All three of us got quiet then, because nobody had any ideas. Before anybody came up with one, the door opened and Taylor came into my room. She was carrying a newspaper.
“Look at this,” she said, shoving it in my face.
“Thanks for knocking,” I said.
“What?” said Matt.
“Not you. I’m talking to Taylor.”
“Just look at this, will you?” said Taylor.
I looked. It was a full-page ad for the Miami Zoo, which was having some kind of Halloween event.
“Taylor,” I said, pushing it away. “I can’t go to the zoo. I’m grounded, remember? Besides, right now I’m—”
“JUST READ IT, YOU DOPE.” She shoved it back in my face.
So I read it.
Then I looked at Taylor.
“Whoa,” I said.
“Yeah,” she said.
“What is it?” said Victor.
“Yeah,” said Matt. “What is it?”
“Do you guys have today’s Miami Herald?” I said.
They both said they did.
“Go get the front section. Look at the back page.”
“But what is it?” said Matt.
“Just go get it.”
They both left, and while they were gone I read the ad again. At the top was a big color drawing of a creepy-looking pumpkin with a grinning mouth full of jagged teeth. The eyeholes were glowing circles, and next to them was a letter Z in red, painted in what looked like blood, so with the eyeholes it spelled ZOO. Under the pumpkin it said:
Want To Do Something REALLY
Scary This Halloween?
Come See The Miami Zoo’s
KILLER KRITTERS
A Once In A Lifetime Exhibit
Of The Planet’s Deadliest
Land Animals
Join Us For Our Killer
Halloween Night
Bash
5 TO 11 P.M.
Music!
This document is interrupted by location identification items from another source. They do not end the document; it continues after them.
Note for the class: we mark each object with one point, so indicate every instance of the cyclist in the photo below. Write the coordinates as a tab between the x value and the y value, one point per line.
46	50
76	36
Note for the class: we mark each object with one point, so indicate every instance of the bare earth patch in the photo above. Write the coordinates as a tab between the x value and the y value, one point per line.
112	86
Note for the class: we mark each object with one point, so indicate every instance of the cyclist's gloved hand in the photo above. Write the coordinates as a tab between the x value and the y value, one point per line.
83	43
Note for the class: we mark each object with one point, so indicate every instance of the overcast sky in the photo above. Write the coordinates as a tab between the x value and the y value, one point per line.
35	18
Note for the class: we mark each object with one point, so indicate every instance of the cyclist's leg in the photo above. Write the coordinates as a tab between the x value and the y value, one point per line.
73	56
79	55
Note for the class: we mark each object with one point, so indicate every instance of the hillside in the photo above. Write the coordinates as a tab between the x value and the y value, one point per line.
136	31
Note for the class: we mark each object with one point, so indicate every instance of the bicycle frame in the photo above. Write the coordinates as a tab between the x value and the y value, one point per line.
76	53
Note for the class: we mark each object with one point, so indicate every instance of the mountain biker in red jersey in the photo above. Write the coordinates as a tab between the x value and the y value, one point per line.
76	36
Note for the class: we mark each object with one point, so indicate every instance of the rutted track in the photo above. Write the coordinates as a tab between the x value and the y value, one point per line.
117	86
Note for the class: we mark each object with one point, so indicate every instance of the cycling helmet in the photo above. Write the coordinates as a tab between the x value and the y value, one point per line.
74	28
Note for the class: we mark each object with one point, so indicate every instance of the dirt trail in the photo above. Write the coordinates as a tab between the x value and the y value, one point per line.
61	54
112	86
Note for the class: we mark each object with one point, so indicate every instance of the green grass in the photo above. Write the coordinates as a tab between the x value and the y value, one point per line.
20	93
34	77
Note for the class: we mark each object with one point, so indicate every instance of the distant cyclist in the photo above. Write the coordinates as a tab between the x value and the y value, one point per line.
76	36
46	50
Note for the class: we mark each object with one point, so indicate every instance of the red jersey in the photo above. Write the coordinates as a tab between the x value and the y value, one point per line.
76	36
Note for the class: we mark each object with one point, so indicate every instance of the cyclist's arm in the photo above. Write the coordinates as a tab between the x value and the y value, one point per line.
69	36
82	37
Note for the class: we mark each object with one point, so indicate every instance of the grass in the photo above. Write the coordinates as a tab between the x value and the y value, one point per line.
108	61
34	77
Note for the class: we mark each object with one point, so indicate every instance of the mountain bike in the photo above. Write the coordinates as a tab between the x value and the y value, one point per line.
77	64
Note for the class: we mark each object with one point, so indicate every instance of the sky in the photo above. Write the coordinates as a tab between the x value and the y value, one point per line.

Food! Games! Things With Fangs!
See The Killer
Kritters Up Close
But Don’t Get Too Close
.....
Under that were color photos of animals labeled with their names. The biggest one was of a Komodo dragon, taken from ground level aiming up at its head, so it looked like Godzilla getting ready to wreck a city. The caption said it was “the largest lizard on earth, and a lethal hunter.”
Under that was a picture of a snake with black, spooky-looking eyes and its mouth wide open, like it was about to strike. It was labeled “Black Mamba,” and the caption called it “the world’s deadliest snake.”
Under that was a big, ugly, hairy spider labeled “Brazilian Wandering Spider.” The caption said: “It’s aggressive, and it’s the world’s most venomous spider. Its genus name—Phoneutria—is the ancient Greek word for ‘murderess.’”
Under that was a yellowish-brown scorpion with its tail curled up over its back. The label said it was a “Deathstalker Scorpion.” Like all scorpions, it looked like some kind of gross mutant lobster, the absolute last thing you would want crawling on you. “Its sting can kill you,” said the caption.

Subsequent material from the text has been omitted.